I'm thinking like you are jimlas, wondering if the hen actually stays put the last 3 days. I'd still like to know if it's ok to open the lid very briefly and only when necessary.
 

Ridgerunner

Crossing the Road
12 Years
Feb 2, 2009
27,971
22,417
907
Southeast Louisiana
Just because something can happen does not mean it will each and every time. If you violate one of the recommendations and nothing bad happens does not mean it will never happen to anyone anywhere on the face of the earth and that the recommendation is hogwash.

If you open the incubator, the heat is not a problem at all unless you do something ridiculous. The core temperature of the eggs takes a long time to drop. Heat loss is not the issue.

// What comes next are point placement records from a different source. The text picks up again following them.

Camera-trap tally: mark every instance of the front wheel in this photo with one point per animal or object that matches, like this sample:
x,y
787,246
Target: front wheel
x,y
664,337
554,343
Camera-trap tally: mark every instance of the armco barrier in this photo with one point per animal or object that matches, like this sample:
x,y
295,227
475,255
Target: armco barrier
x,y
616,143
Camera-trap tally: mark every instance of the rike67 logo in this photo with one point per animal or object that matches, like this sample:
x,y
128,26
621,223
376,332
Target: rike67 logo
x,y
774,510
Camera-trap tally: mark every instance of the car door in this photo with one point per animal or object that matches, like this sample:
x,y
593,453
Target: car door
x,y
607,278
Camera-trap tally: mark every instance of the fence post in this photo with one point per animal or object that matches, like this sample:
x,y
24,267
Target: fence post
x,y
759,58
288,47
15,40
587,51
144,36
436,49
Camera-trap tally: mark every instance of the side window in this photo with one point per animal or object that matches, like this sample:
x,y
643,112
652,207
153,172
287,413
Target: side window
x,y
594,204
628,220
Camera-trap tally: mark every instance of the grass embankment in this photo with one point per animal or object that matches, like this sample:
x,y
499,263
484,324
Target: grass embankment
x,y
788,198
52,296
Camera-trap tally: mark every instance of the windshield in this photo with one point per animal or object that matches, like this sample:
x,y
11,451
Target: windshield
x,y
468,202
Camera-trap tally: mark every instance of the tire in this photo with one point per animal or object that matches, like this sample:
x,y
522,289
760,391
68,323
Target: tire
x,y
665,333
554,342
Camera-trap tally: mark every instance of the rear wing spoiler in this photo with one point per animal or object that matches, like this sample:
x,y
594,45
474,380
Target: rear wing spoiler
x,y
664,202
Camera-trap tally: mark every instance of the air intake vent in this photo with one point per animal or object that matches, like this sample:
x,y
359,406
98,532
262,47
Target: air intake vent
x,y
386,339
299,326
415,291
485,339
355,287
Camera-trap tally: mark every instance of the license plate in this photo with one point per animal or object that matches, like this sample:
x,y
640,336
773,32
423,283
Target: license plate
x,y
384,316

If you reduce the humidity, you can shrink-wrap the baby in the egg, especially if it has pipped. It happens. I've done it. But you do not necessarily shrink-wrap all or even any duckling, chick, poult, whatever. If I need to open the incubator during lockdown, I realize I can possibly shrink-wrap one or more. I weigh the possibility that it could happen and decide if it is worth taking the risk. Sometimes it is and sometimes it's not. If none have pipped, the risk is really low.

I can't make that decision for you. We all have different priorities, different incubators, and different conditions. Some people take the incubator into the bathroom, shut the door, and steam it up to get high humidity when they open it. Some just open it and don't worry about it. Some mist the eggs ith warm water. Any of these can have problems or have no problems, though the higher the background humidity and the less moisture you lose, the better.

There are risks any way you go. Is the risk worth it to you?
 

Avonshire

Songster
7 Years
May 7, 2012
533
4
118
Laurens, SC
I think using the straw idea is a great work around for you! I know one of my vent holes is above one of the water channels in my bator so I can just pour water in. You might try using a funnel if you don't have a syringe. Or at least I used a funnel and it worked!

eta: That being said I did open my bator on my first disastrous hatch and just added wet paper towels when I opened it. Now I had a pretty bad hatch with a chick that was shrink wrapped in its shell soooooo it might not have worked! But who knows if it was when I opened it or something that happened during incubation.